The problem is that this method doesn't edit sound; it edits pictures of sound. Many audio details just don't show up on a waveform. That's why professional sound editors use waveforms as a rough guide only and mark their edits while scrubbing and listening. This method is faster and more flexible than relying on waveforms and just as precise for dialog purposes.
It's also easy to learn how to edit this way. All you need is a little ear training and an understanding of how sounds fit together. Then, you'll be able to replace individual syllables of on-camera dialog, piece together the most challenging interview, or assemble inhumanly perfect voice-overs. We'll start by stretching your ears a little. Then, we'll go over some tips for how to edit what you'll soon be able to hear.
Film and video work because your eyes can't distinguish individual stills when they're flashed quickly, so they blur into an illusion of motion. But you can identify sounds that are much faster than a single frame. Want proof? Say these two phrases aloud: "the small pot" and "the small tot". Figure 1 shows the first phrase on the upper channel and the second one on the bottom. Only about a dozen milliseconds of sound -- in the red circles -- have any significant difference. That's less than half a video frame... but you'd never confuse a cooking utensil with a child.
Figure 1:
These two phrases have very different meanings. But except for one tiny phoneme, they sound the same.
This ability to hear and understand fast sounds is already built into most of us. If you want to edit successfully, you just have to learn to analyze what you've heard. Many musicians and actors already have this talent. But even if you can't carry a tune, you can hone your ears with some fairly simple voice-and-mind exercises to improve your short-term audio memory.
Say "the small pot" aloud, listening very closely to your own voice while you do. Then, immediately afterwards, hear those three syllables again in your head. Try to remember exactly what your voice sounded like. Repeat this a few times, and you'll find that you can recall the actual sound of your voice more and more accurately. Try saying the phrase with different intonations and timings, and hear those versions in your head as well. Try saying slightly longer phrases until you can recall them also. Then try listening to very short dialog clips, and practice until you can recall them as well.
Now do one more thing: Slow down what you're hearing in your head, so you can hear the tiny changes inside each word. In the "small pot" example, you should be able to hear definite transitions between /th/, /uh/, /s/, /maw/, /l/, /p/, /ah/, and /t/. Don't give up if you aren't hearing individual sounds immediately -- this is a skill that can be difficult at first, particularly for someone who's visually-oriented. But I've found that most video editors catch on after about a dozen tries, and from then on it's easy.

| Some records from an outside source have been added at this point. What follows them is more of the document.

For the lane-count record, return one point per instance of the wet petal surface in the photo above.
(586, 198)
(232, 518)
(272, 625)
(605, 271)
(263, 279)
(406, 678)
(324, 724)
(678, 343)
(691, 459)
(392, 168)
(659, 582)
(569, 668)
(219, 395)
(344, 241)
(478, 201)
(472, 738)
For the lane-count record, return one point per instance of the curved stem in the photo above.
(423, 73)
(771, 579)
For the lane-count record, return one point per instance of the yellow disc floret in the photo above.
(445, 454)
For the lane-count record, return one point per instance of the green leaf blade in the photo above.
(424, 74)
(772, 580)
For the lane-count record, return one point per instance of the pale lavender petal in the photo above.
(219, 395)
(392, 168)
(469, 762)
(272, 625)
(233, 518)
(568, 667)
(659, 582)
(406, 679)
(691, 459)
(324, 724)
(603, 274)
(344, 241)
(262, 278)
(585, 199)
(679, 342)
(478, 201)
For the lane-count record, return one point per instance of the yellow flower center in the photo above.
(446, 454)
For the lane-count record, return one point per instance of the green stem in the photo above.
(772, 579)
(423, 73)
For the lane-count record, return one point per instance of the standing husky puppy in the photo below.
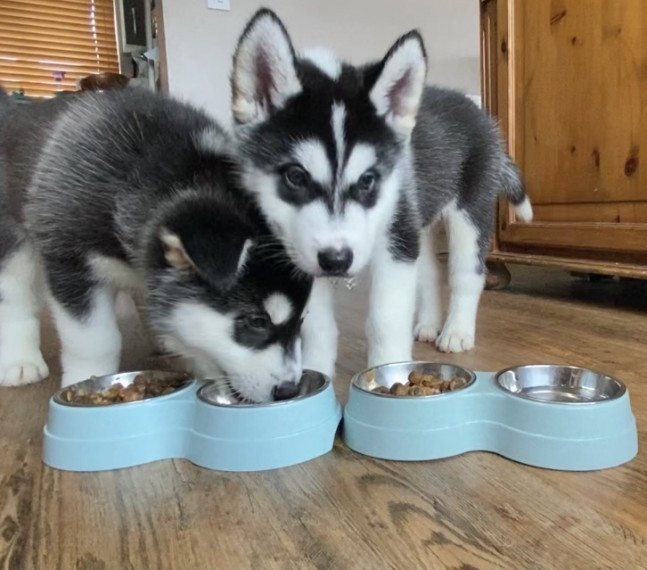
(331, 155)
(128, 189)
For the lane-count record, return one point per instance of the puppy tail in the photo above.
(514, 190)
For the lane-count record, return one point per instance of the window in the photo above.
(48, 45)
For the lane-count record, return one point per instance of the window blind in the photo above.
(48, 45)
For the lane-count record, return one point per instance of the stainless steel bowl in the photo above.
(220, 394)
(389, 374)
(100, 383)
(559, 384)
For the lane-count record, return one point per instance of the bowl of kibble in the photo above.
(128, 419)
(122, 388)
(557, 417)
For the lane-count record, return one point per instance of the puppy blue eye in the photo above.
(296, 177)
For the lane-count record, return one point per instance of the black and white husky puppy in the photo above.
(351, 164)
(131, 190)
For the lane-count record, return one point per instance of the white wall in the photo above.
(200, 42)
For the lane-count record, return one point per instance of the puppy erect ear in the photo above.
(220, 260)
(397, 91)
(264, 75)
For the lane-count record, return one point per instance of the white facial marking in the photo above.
(311, 154)
(339, 133)
(278, 307)
(206, 337)
(361, 158)
(325, 60)
(20, 302)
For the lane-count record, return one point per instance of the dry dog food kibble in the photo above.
(144, 386)
(421, 384)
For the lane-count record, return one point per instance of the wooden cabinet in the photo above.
(568, 81)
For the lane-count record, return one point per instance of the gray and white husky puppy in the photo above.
(132, 190)
(351, 164)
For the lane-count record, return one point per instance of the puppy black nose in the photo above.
(335, 261)
(285, 391)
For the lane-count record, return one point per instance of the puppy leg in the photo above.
(90, 337)
(430, 311)
(466, 281)
(21, 361)
(319, 330)
(392, 305)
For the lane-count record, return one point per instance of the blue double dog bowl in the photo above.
(195, 422)
(556, 417)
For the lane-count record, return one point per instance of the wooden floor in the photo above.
(345, 510)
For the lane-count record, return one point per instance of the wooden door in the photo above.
(568, 79)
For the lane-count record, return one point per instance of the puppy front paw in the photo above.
(455, 339)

We could predict exactly which tiny sounds were in "the small pot" because there aren't very many ways humans move their mouths during speech. In the entire English vocabulary there are only about four dozen of these sounds, called phonemes. Table 1 shows them organized into groups, based on how they can be useful to editors. Note that they don't correspond to the letters that spell a word. There's no phoneme for "C", because it's pronounced as /s/ or /k/, but there are 16 phonemes for the five vowels. When you're looking through a script or interview transcript to find a likely edit, it helps to say the words aloud rather than just rely on their spelling.
Friction Consonants
f (food) / v (very)
s (silly) / z (zebra)
sh (shoe) / zh (leisure)
th (thin) / TH (then)
Nasal Consonants
m (mighty)
n (nap)
ng (lung)
Glide Consonants
w (willing)
y (yes)
l (locate)
r (rub)
Double Vowels
ay-ih (play)
i-ih (high)
aw-ih (toy)
Stop Consonants
p (paint) / b (barbell)
k (cat) / g (gut)
t (tot) / d (dot)
Double Consonants
t-sh (church) / d-zh (judge)
Vowels
ee (eat)
ae (hat)
eh (lend)
ih (sit)
aw (all)
ah (father)
o (note)
u (bull)
oo (tool)
uh (up)
er (worker)
Note there are a lot more phonemes than letters in the alphabet... and some letters don't have an equivalent phoneme. There's a more formal way of writing these sounds, but I doubt your browser has the International Phonetic Alphabet font.
People slide words together when they're speaking, so you can't always tell one word ends and the next begins. But you can almost always hear when one phoneme slides into another. So it's often easier to edit from phoneme to phoneme rather than look for word breaks. Download the file audio1.mp3: it's got a voice delivering two takes of the line "This is a special occasion." While the first take is usable, the second has more emotion. But the second has a noise under the first few words. The only way to get a performance that starts cleanly and ends enthusiastically is to use a few words from each.
The line was delivered at normal speed so there are no pauses between words. But checking the tips below, you see that the /p/ in "special" is a stop plosive: it creates a pause inside the word. You can scrub through the takes, hear and mark the pause in each take easily, and edit from one to the other seamlessly. This principle also works when the words aren't strictly identical: if you had the extra material, perhaps from a long interview segment, you could join them the first phrase to say "This is a spectacular show" or "This is a specious argument".
This is the method professional dialog editors use every day:
Listen to the phrase you want to edit, slowly, in your head. Identify any phonemes that might be useful for the edit you want to make, and decide which one will be easiest to use.
Scrub slowly through the audio clip for the first half of the edit. Even though speech is continuous, you should be able to hear most of the places where one phoneme changes into another. Stop precisely at the beginning of the desired phoneme.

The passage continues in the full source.